A garden that provides you with food not only keeps your table laden with good flavors but also sustains your soul and keeps you in touch with the natural rhythm of the seasons.
Herbs can be planted alone or in clusters. For a nice mix of color and texture, plant 2 to 3 varieties of the same herb or 2 to 3 different herbs in one pot or garden corner.
- Marjoram and oregano
- Thai, Genovese and opal basil
- Lemon, silver and English thyme
- Tarragon, chervil and chives
- Haifa, trailing and blue spires rosemary
What you’ll need:
- A variety of herb seedlings
- A small garden plot with prepared soil or various-sized pots or containers
- Pebbles or pot shards or drainage
- Soil for pots
- Watering can or hose
- Plant markers
Find out what grows best in your region, then decide on the herbs that the whole family likes to eat and that you want to plant.
A Pot or a Plot?
Decide whether you want to use pots or a garden plot. Most herbs (and lettuces and some vegetables) can be grown in pots or other small containers. If you use pots, you can bring herbs indoors in winter, for a year-round harvest. If you use a garden plot, make sure it has good drainage.
Find a Spot
Whether you decide on a pot or a plot, make sure you select a good, sunny spot.
Get Your Pots Ready
If you are using pots, put the pebbles or pot shards around the hole in the bottom to promote good drainage. Fill the pot nearly full with good, right potting soil.
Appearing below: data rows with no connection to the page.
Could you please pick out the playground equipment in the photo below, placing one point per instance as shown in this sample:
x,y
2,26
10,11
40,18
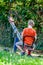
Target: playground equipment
x,y
20,37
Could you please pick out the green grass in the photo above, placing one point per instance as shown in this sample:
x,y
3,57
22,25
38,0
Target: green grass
x,y
7,58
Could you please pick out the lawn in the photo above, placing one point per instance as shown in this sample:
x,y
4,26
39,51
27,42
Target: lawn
x,y
8,58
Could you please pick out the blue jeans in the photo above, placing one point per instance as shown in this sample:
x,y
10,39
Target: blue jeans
x,y
15,40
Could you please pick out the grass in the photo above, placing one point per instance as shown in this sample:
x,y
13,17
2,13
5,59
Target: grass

Give the soil a good watering before planting. Line up the seedlings in their little pots in the place you want to plant them. Press the pot into the soil to mark the spot. Using the trowel, make a hold in the soil just big enough for the plant.
Give the seedlings a drink of water before you begin transplanting them, then gently remove from the container. Carefully spread out the clumped roots, put in the ground or pot and lightly press the dirt around the base of the plant. Give them a little more water.
Watch It Grow!
Label your plants with plant markers so you don’t forget what you planted where, then water them and wish them luck. After that, water as needed and keep up on the weeds.